Of course, "all things" is an ambitious undertaking for any upstart, and building out the technology to manage it is difficult. Payroll processing alone involves "about 15,000 different tax codes," Reeves explains, which are made more complex by the various local regulations, depending on where the client has set up shop.
Luckily, since Gusto already houses the majority of users' administrative information--e.g., worker age, salary, and dependents--it will be relatively easy for it to migrate this information over to the benefits tool.
At least one small-business owner is happy with the new service. Tom Sheahan is the founder and CEO of Red Oxygen, an enterprise text messaging company based in San Francisco. He participated in Gusto's pilot program. Red Oxygen has 15 total employees who are spread across the U.S. and Australia, where the business first launched in 2001.
"In Australia, we have a single payer system. Health care benefits just wasn't an issue," Sheahan tells Inc. So when the company set up a presence in the U.S., Sheahan recalls being blown away by the associated costs and complications--including a $1,500 administration fee per employee per year.
Gusto, he says, has simplified matters significantly. "This platform is going to allow small businesses to offer affordable health care," he says.
Financially speaking, Gusto pales in comparison to its (now) competitor, Zenefits, which has raised more than $580 million, for a "unicorn" valuation of $4.5 billion.

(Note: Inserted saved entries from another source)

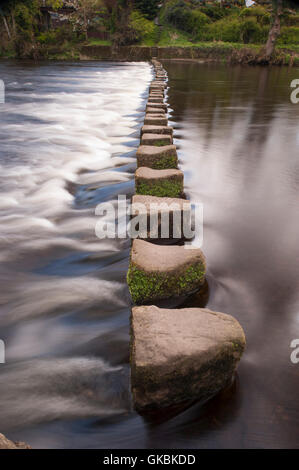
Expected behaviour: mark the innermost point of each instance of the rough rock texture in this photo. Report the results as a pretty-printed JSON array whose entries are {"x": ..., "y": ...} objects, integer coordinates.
[
  {"x": 164, "y": 272},
  {"x": 159, "y": 158},
  {"x": 156, "y": 99},
  {"x": 156, "y": 139},
  {"x": 161, "y": 183},
  {"x": 7, "y": 444},
  {"x": 160, "y": 120},
  {"x": 157, "y": 105},
  {"x": 181, "y": 355},
  {"x": 156, "y": 130},
  {"x": 153, "y": 110}
]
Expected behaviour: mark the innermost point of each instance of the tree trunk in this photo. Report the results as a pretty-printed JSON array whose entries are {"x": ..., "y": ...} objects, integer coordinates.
[
  {"x": 274, "y": 31},
  {"x": 6, "y": 27}
]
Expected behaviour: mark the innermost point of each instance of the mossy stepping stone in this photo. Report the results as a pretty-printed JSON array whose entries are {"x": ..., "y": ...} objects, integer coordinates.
[
  {"x": 159, "y": 158},
  {"x": 182, "y": 355},
  {"x": 156, "y": 130},
  {"x": 159, "y": 119},
  {"x": 156, "y": 139},
  {"x": 161, "y": 183},
  {"x": 159, "y": 272},
  {"x": 152, "y": 110}
]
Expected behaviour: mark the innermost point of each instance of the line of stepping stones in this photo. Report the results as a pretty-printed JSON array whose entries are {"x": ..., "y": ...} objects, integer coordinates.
[{"x": 178, "y": 355}]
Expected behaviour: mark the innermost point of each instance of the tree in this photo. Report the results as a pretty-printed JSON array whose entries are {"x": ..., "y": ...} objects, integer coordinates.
[{"x": 275, "y": 28}]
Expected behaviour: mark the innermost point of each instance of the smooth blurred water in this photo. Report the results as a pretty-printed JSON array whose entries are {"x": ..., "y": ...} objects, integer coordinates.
[{"x": 69, "y": 132}]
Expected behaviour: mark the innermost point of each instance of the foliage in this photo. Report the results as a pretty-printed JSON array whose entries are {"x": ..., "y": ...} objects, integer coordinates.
[
  {"x": 149, "y": 8},
  {"x": 143, "y": 27}
]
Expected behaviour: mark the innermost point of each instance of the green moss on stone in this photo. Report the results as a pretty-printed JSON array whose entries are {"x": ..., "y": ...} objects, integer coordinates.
[
  {"x": 165, "y": 162},
  {"x": 159, "y": 188},
  {"x": 147, "y": 287}
]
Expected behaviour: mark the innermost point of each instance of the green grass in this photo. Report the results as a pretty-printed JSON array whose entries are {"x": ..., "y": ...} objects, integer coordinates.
[{"x": 98, "y": 42}]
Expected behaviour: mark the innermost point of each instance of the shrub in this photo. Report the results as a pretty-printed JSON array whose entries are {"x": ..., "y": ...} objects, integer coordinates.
[
  {"x": 142, "y": 27},
  {"x": 149, "y": 8},
  {"x": 289, "y": 35},
  {"x": 183, "y": 17}
]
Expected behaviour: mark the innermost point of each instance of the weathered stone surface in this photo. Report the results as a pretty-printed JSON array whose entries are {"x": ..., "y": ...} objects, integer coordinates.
[
  {"x": 157, "y": 130},
  {"x": 156, "y": 139},
  {"x": 157, "y": 105},
  {"x": 156, "y": 83},
  {"x": 159, "y": 158},
  {"x": 161, "y": 183},
  {"x": 160, "y": 120},
  {"x": 150, "y": 110},
  {"x": 181, "y": 355},
  {"x": 152, "y": 99},
  {"x": 159, "y": 272},
  {"x": 7, "y": 444}
]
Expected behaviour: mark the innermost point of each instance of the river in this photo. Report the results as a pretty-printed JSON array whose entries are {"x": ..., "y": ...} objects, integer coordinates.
[{"x": 69, "y": 132}]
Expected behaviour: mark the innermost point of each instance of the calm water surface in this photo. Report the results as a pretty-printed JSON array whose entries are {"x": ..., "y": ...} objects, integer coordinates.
[{"x": 68, "y": 137}]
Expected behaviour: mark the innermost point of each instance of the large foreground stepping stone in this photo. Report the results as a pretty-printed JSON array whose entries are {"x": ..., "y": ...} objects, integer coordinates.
[
  {"x": 160, "y": 120},
  {"x": 161, "y": 183},
  {"x": 159, "y": 158},
  {"x": 158, "y": 272},
  {"x": 156, "y": 139},
  {"x": 181, "y": 355},
  {"x": 157, "y": 130},
  {"x": 7, "y": 444}
]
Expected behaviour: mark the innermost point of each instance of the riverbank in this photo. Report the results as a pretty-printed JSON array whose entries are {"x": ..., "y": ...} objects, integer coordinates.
[{"x": 231, "y": 53}]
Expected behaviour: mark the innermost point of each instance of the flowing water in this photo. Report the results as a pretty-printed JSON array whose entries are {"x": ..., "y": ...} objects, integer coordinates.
[{"x": 69, "y": 132}]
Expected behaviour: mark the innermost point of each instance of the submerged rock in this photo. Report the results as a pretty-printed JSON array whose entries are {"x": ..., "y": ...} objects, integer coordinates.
[
  {"x": 159, "y": 158},
  {"x": 158, "y": 272},
  {"x": 161, "y": 183},
  {"x": 156, "y": 139},
  {"x": 181, "y": 355},
  {"x": 7, "y": 444}
]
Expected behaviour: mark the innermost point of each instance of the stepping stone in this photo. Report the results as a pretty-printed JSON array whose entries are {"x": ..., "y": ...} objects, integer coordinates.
[
  {"x": 7, "y": 444},
  {"x": 158, "y": 272},
  {"x": 156, "y": 139},
  {"x": 158, "y": 158},
  {"x": 157, "y": 130},
  {"x": 160, "y": 120},
  {"x": 160, "y": 218},
  {"x": 150, "y": 110},
  {"x": 160, "y": 106},
  {"x": 182, "y": 355},
  {"x": 153, "y": 99},
  {"x": 161, "y": 183}
]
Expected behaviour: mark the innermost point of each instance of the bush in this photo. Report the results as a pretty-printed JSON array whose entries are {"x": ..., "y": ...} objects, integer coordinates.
[
  {"x": 149, "y": 8},
  {"x": 289, "y": 35},
  {"x": 181, "y": 16},
  {"x": 261, "y": 15},
  {"x": 142, "y": 27}
]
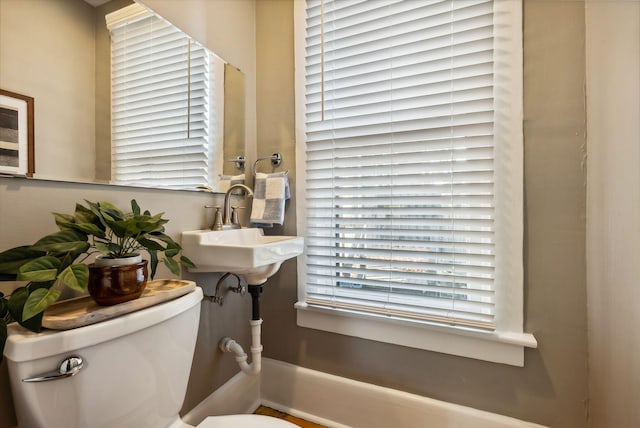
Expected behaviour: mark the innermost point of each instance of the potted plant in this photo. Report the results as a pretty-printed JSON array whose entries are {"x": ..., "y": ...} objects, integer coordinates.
[{"x": 61, "y": 258}]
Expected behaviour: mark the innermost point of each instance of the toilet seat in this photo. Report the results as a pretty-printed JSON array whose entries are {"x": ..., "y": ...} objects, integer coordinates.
[{"x": 244, "y": 421}]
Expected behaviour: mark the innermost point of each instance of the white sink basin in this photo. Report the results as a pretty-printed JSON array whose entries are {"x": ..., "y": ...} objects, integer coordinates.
[{"x": 245, "y": 252}]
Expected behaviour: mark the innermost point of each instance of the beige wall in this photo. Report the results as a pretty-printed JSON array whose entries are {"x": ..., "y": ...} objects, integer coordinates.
[
  {"x": 46, "y": 29},
  {"x": 551, "y": 389},
  {"x": 613, "y": 210}
]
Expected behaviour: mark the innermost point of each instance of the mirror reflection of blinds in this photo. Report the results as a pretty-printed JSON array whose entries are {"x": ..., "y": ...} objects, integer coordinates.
[
  {"x": 399, "y": 185},
  {"x": 162, "y": 109}
]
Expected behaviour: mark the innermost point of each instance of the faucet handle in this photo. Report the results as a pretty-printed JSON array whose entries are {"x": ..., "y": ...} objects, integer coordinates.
[
  {"x": 235, "y": 218},
  {"x": 217, "y": 219}
]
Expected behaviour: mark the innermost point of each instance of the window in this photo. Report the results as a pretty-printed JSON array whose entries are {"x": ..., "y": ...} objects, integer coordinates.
[
  {"x": 164, "y": 103},
  {"x": 412, "y": 173}
]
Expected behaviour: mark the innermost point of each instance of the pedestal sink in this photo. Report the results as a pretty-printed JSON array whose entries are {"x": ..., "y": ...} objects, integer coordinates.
[{"x": 245, "y": 252}]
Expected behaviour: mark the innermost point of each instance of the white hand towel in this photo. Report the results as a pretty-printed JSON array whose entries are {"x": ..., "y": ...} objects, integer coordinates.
[{"x": 270, "y": 191}]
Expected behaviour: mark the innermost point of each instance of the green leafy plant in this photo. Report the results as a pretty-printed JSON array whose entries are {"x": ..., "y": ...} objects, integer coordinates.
[{"x": 61, "y": 257}]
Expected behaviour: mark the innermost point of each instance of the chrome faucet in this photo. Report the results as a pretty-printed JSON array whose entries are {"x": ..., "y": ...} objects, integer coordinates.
[
  {"x": 227, "y": 222},
  {"x": 226, "y": 219}
]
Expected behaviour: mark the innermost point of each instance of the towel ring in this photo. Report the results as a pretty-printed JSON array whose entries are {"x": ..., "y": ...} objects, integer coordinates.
[{"x": 276, "y": 160}]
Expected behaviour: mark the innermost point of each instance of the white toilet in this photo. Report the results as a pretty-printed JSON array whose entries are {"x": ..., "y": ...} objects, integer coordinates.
[{"x": 134, "y": 372}]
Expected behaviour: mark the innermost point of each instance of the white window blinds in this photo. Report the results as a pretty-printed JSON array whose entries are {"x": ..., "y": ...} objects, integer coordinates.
[
  {"x": 163, "y": 118},
  {"x": 401, "y": 123}
]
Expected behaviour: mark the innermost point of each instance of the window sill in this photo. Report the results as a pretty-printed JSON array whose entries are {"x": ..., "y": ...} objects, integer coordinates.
[{"x": 497, "y": 347}]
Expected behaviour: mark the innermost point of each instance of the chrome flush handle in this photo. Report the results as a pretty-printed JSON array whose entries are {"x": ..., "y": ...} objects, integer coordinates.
[{"x": 68, "y": 367}]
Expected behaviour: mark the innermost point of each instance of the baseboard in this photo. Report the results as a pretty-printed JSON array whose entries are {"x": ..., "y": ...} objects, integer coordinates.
[
  {"x": 239, "y": 395},
  {"x": 339, "y": 402}
]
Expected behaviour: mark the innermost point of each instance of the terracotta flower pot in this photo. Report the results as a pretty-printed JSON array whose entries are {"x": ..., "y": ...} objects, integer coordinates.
[{"x": 110, "y": 285}]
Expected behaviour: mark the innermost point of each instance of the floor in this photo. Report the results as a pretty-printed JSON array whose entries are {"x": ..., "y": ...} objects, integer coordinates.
[{"x": 268, "y": 411}]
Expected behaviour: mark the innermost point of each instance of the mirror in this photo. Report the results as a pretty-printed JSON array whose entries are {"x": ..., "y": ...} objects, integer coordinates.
[{"x": 58, "y": 52}]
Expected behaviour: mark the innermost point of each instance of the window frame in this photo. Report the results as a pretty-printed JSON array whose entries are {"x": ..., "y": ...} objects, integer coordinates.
[{"x": 506, "y": 344}]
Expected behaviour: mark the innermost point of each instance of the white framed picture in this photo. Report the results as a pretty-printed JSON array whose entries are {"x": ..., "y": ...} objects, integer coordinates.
[{"x": 16, "y": 134}]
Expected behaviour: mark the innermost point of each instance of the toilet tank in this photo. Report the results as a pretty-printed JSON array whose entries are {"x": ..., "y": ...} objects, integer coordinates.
[{"x": 135, "y": 373}]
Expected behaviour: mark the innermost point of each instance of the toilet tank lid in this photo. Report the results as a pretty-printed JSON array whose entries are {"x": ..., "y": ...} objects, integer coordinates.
[{"x": 24, "y": 345}]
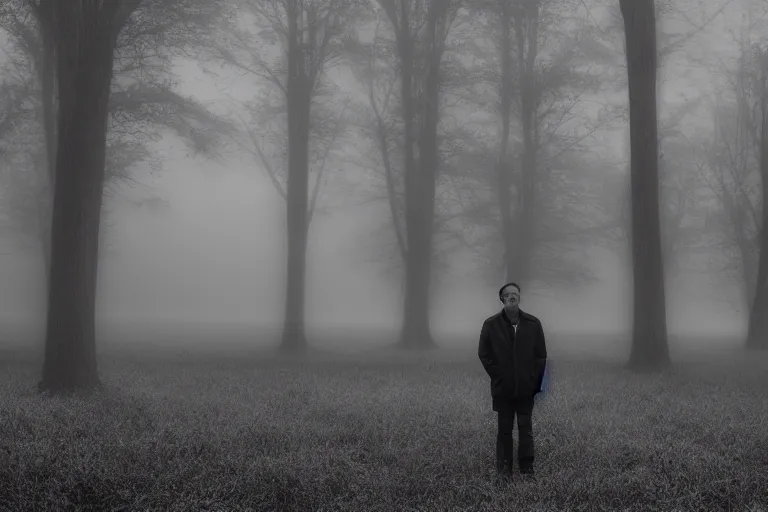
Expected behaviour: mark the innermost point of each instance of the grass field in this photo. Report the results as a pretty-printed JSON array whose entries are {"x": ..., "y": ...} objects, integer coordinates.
[{"x": 380, "y": 431}]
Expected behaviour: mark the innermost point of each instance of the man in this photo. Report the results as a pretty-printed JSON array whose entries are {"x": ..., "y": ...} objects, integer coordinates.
[{"x": 514, "y": 354}]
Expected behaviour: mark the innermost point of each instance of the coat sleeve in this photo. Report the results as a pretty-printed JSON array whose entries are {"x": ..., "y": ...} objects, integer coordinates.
[
  {"x": 486, "y": 354},
  {"x": 540, "y": 356}
]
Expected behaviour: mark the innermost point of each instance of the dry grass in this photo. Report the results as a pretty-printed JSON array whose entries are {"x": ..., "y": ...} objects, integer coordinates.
[{"x": 373, "y": 433}]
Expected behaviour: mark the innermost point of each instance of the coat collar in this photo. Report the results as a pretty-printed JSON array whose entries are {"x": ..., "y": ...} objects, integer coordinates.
[{"x": 522, "y": 315}]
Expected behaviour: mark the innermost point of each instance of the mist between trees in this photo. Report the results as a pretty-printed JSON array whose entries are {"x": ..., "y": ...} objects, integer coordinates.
[{"x": 523, "y": 137}]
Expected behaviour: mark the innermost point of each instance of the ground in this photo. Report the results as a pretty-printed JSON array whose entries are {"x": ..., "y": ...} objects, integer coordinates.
[{"x": 380, "y": 431}]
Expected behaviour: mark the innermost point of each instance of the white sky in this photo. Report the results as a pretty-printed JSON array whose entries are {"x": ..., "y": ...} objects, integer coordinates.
[{"x": 217, "y": 256}]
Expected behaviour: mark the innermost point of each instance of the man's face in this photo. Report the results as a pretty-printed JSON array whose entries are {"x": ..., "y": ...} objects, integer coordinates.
[{"x": 511, "y": 298}]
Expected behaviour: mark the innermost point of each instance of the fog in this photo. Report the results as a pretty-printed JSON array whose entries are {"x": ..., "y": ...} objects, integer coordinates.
[{"x": 215, "y": 258}]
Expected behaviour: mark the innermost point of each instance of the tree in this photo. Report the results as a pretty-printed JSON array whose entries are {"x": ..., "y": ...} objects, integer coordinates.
[
  {"x": 536, "y": 73},
  {"x": 84, "y": 36},
  {"x": 649, "y": 334},
  {"x": 307, "y": 39},
  {"x": 419, "y": 31},
  {"x": 143, "y": 103}
]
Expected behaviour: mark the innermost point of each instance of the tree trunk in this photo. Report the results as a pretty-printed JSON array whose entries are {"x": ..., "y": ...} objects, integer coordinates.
[
  {"x": 423, "y": 83},
  {"x": 503, "y": 168},
  {"x": 649, "y": 334},
  {"x": 757, "y": 331},
  {"x": 526, "y": 33},
  {"x": 84, "y": 59},
  {"x": 297, "y": 192}
]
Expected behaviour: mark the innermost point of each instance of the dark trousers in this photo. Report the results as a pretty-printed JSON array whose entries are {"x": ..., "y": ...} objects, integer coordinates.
[{"x": 522, "y": 408}]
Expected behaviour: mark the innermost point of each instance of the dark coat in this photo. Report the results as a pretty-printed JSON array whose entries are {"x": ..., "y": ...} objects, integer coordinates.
[{"x": 516, "y": 370}]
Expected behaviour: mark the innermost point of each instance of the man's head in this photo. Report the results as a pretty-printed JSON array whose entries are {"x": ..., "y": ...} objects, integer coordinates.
[{"x": 509, "y": 295}]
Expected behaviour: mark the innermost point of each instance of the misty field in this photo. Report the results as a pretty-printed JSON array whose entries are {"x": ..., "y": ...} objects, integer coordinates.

Still, with 275 total employees--which is nearly quadruple what it counted in January of this year--and a hefty $86.1 million in venture capital funding, Gusto has plenty of wind behind its sails.
Reeves even decided it deserved a more powerful name.
"The word 'Zen' is only half of what we do," he says of the rebranding. "There's passion involved. We were really inspired by our customers, and all of the courage that a business owner has to go start something."